Contributo verde ad un’inversione di tendenza

Se penso, quindi, che affrontare in un’ottica “biofila” la questione dell’aborto - senza negare né l'irriducibile autono­mia personale di ogni decisione in propo­sito, né il carattere di (vera o presunta) "legittima difesa" che la decisione di abortire spesso riveste - sia doveroso anche per i verdi, non credo che ne debba conseguire alcuna posizione contraria alle donne, alla loro autonoma determinazio­ne, ad un'etica di libere e consapevoli scelte di comportamento sessuale ed inter­personale in genere, né tanto meno che ne debba derivare un impegno in favore di modificazioni repressive o comunque sta­taliste della legislazione.

Basterebbe forse, come contributo vali­do ad un'inversione di rotta, un sostanzio­so apporto verde ad un'affermazione di quell'etica "biofila" cui sopra accennavo: assumere e far proprio l'obiettivo di ridurre complessivamente la carica di violenza e di arbitrio degli esseri viventi contro altri esseri viventi; schierarsi dalla parte dei più deboli nelle diverse "emer­genze-vita" che si stanno moltiplicando, ed in particolare di coloro che non sono rappresentati (e forse neanche compiutamente rappresentabili) a nessun tavolo di negoziazione tra parti contraenti; acco­gliere la sfida di tutti coloro che hanno deciso - per ragioni profonde ed in maniera non strumentale - di dare voce a vite che poco o nulla pesano “sul merca­to” (dai non-nati agli animali, dagli handicappati agli anziani, dai popoli indigeni alle future generazioni minaccia­te dai disastri ecologici che lasciamo loro in eredità) ed accettare di inter-agire con loro, senza illudersi che esistano soluzioni­ facili o che bastino le affermazioni di principio per ridurre davvero l'incidenza delle imposizioni violente e dettate dal trionfo dell'economia e delle diverse "leggi dei più forti".

Chiunque agirà in questo senso, avrà diritto di chiedere agli altri protagonisti di simili battaglie di misurarsi con quella particolare "emergenza-vita", di cui si è fatto carico, e di ricercare insieme condi­zioni e modalità per rafforzare le ragioni generali della vita contro le ragioni della forza (economica o politica o militare o di specie o sessuale...).
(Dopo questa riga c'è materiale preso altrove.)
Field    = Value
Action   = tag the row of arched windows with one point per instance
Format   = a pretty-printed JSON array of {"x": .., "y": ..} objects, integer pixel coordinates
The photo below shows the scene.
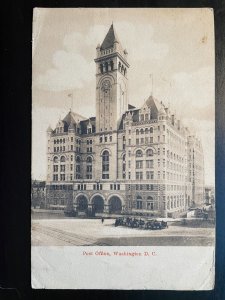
[{"x": 107, "y": 66}]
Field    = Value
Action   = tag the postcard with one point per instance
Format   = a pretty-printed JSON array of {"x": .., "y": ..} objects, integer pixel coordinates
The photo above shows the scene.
[{"x": 123, "y": 142}]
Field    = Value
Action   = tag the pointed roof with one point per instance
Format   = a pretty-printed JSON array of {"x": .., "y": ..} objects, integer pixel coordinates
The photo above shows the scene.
[
  {"x": 73, "y": 118},
  {"x": 110, "y": 38},
  {"x": 155, "y": 105},
  {"x": 69, "y": 119}
]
Chi invece, saprà cogliere nelle altrui battaglie per la vita (contro il nucleare, contro l’aborto, contro la manipolazione genetica, contro il mili­tarismo, contro il dominio sessista, ecc.) solo gli aspetti ideologici o strumentali, e non saprà interloquire nel profondo con le ragioni che vi stanno alla base, si vedrà inevitabilmente condannato ad essere po­co ascoltato e poco creduto ed a riprodur­re sterilmente schieramenti ed incom­prensioni paralizzanti. Spero che ai verdi non succeda questo.